Au siège de la banque qui a l’amabilité d’employer notre héros, il y a deux types d’employés : les chefs et ceux qui veulent le devenir. Les premiers sont redoutables, les seconds encore pires. Un chef marocain, c’est un type qui ne conçoit pas l’exercice du pouvoir sans se sentir obligé d’en abuser. Dire non, c’est une sorte de plaisir lié à son poste, un peu comme les bons d’essence ou la place de parking réservée. Et puis, un chef qui dit non est forcément responsable, il passe pour un type rigoureux alors qu’il n’est qu’un sombre emmerdeur.
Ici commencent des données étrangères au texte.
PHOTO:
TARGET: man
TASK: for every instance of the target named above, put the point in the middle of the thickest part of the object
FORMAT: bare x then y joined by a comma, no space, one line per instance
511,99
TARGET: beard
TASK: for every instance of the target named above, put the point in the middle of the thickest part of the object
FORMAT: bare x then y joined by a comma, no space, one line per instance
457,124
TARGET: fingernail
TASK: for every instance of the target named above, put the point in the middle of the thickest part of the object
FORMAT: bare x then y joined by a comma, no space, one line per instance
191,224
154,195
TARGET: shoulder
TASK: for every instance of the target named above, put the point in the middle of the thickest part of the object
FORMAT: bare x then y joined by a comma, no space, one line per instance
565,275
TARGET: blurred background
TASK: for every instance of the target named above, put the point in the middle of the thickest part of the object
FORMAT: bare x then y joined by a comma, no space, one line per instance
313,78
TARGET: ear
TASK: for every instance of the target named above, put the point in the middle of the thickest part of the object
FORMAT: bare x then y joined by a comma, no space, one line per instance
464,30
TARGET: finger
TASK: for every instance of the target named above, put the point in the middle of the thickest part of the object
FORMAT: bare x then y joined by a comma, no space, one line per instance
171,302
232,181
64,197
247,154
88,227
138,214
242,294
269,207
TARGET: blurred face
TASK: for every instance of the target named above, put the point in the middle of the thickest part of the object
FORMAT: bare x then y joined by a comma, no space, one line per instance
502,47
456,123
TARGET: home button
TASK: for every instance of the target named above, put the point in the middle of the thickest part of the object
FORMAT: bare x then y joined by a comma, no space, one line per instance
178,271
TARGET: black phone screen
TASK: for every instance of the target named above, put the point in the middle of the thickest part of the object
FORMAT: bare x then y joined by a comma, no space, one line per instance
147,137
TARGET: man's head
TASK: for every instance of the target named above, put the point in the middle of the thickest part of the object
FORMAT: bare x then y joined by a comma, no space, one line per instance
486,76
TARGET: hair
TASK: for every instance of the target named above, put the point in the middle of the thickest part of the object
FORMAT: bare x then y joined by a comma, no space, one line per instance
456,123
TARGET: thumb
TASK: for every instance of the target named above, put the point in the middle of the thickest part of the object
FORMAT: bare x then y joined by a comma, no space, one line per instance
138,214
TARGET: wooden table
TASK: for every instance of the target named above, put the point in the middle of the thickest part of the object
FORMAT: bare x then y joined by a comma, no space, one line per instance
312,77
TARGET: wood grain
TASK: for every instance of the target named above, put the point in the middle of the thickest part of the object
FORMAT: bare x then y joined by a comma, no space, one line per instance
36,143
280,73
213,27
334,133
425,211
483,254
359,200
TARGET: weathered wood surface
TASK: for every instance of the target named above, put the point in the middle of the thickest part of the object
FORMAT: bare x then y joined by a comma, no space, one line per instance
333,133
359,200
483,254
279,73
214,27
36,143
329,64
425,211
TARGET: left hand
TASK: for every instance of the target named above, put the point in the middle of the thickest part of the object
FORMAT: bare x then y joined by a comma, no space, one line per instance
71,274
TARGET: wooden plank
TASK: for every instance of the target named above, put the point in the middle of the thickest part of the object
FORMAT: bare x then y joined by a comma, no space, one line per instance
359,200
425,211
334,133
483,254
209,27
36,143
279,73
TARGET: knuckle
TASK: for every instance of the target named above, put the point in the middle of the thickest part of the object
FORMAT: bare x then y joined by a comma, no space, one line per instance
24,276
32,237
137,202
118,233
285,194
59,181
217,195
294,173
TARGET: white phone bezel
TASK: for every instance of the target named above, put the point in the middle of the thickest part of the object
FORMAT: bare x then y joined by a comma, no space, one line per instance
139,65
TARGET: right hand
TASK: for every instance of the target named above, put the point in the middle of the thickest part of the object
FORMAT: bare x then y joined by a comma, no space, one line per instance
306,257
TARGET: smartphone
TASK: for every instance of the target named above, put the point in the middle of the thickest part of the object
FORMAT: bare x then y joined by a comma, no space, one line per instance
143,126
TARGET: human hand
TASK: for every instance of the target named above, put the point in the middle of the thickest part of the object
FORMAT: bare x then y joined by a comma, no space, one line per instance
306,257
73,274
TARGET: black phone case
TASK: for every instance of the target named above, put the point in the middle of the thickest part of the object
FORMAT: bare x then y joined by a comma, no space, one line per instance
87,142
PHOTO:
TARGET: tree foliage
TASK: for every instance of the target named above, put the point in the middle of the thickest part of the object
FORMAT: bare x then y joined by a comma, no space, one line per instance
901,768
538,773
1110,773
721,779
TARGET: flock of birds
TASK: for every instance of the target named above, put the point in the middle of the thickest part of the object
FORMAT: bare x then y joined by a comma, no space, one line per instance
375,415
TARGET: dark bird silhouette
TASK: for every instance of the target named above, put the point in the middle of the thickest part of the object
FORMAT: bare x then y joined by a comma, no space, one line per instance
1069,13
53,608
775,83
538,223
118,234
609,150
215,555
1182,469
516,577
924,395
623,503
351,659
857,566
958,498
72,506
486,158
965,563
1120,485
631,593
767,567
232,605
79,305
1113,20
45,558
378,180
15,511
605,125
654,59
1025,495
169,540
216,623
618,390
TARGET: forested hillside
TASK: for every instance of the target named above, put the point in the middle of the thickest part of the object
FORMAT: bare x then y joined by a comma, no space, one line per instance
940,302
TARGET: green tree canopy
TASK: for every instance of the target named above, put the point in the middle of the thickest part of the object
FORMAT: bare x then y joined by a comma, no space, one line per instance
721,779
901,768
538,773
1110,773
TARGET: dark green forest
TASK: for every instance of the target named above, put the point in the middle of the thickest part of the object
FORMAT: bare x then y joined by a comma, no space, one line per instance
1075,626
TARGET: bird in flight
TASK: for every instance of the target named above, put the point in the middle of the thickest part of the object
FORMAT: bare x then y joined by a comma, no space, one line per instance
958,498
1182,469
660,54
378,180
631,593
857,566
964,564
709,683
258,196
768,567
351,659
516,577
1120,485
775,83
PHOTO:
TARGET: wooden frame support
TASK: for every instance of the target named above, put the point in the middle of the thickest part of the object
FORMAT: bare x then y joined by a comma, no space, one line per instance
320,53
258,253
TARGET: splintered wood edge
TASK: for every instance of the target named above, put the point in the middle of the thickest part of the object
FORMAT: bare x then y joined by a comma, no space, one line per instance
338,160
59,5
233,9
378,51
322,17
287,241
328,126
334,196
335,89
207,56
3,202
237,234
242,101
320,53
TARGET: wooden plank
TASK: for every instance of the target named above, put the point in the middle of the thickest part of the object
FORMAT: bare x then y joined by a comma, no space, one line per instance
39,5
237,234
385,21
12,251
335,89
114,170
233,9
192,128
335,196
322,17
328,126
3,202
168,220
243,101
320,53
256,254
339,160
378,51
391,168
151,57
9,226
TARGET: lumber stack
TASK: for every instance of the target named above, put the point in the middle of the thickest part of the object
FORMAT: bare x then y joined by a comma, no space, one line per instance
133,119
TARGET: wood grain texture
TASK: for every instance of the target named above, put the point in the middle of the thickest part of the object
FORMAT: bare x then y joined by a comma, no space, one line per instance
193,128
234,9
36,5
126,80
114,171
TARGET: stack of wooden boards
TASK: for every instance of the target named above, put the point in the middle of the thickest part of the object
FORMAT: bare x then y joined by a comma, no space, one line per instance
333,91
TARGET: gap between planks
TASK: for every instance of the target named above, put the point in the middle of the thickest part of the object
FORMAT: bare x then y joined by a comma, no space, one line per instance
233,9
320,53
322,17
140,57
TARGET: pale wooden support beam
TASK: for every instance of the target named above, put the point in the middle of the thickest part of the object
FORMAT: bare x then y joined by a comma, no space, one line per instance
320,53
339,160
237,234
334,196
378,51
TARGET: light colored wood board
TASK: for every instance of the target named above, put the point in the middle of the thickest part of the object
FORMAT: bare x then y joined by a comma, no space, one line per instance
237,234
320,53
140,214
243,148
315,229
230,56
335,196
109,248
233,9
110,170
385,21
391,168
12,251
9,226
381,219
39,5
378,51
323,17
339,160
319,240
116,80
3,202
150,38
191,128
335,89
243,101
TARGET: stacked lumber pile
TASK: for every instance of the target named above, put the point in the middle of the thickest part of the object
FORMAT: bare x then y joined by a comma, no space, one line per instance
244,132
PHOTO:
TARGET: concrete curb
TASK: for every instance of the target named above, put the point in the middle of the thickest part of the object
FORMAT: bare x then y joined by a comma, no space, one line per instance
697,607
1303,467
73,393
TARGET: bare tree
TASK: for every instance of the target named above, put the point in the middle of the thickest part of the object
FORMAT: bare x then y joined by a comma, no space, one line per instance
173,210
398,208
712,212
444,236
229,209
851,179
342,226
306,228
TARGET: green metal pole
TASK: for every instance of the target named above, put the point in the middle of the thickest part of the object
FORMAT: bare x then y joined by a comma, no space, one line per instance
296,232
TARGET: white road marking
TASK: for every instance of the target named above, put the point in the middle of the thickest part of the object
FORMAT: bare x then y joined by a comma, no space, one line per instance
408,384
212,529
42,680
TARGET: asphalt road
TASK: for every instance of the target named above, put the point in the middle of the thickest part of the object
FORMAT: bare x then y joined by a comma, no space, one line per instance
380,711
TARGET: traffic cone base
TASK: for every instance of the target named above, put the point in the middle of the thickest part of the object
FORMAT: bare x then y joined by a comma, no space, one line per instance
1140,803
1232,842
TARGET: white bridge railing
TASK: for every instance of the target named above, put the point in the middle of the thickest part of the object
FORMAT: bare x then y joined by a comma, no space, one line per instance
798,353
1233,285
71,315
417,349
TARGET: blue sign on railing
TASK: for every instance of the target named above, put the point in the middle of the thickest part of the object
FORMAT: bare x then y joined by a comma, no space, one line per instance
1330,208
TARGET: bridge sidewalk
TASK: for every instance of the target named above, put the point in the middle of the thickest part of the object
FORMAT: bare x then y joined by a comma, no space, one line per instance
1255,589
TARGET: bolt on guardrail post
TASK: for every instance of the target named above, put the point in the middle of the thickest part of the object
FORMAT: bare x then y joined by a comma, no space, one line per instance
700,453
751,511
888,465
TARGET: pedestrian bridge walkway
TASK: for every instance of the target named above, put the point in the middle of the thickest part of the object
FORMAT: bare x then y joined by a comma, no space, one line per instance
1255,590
Régnant sur son service tel un petit Kim Jong Il, le chef bancaire profite de la soumission naturelle des employés pour terroriser son monde. Et il y a les autres, ceux qui veulent prendre sa place. Des gens a priori normaux, mais qui disposent d’une étonnante capacité à se passionner pour des affaires grotesques. Ils suivent les nominations, les affectations de véhicules, ils mesurent la taille des bureaux, l’âge de la secrétaire, ils savent si la ligne téléphonique est internationale. C’est compliqué, puisque le capitalisme marocain dispose d’un système d’avantages paramétrable à l’infini, qui permet de créer des différences de statut imperceptibles mais nécessaires pour distribuer de l’illusion. Ils commentent tout celà en attendant leur heure, le moment où ils pourront devenir des Kim Jong Il à leur tour. Ils supportent toutes les humiliations avec joie, convaincus que leur salut ne viendra pas de leur compétence mais de leur servilité. Ils ne réclament jamais leurs droits, ils se contentent de demander un service, et ils ont raison parce que le chef, flatté, acceptera plus facilement. Quand ils sont malades, ils prennent sur leur congé parce que le certificat médical risque de faire tache dans leur dossier. Ils ne travaillent pas dans une banque, ils font de la politique. Et puis il y a les femmes, qu’on peut séparer en deux catégories, les conquérantes et les fonctionnaires. La fonctionnaire se contente de sa position, elle est installée dans son poste tel le poulpe dans une cavité, confortable et impossible à débusquer. Elle travaille lentement, aime les procédures, donne l’impression que n’importe quelle tâche lui coûte un effort immense. Lorsqu’elle n’est pas en congé maladie, c’est qu’elle en revient et qu’elle est fatiguée. En général, on évite de la déranger, objectif atteint. On me signale à l’instant que cette description est affreusement sexiste, que je risque gros en écrivant ce genre d’énormité. Bon, d’abord c’est pas moi c’est Zakaria Boualem, et ensuite, on vous a pas entendu grogner quand les hommes étaient décrits plus haut avec la même mauvaise foi. L’égalité des sexes, c’est aussi valable devant la caricature, non ? Bon, on va quand même éviter de décrire la conquérante, parce que là, ça va être une intifada féministe, et ça c’est effrayant.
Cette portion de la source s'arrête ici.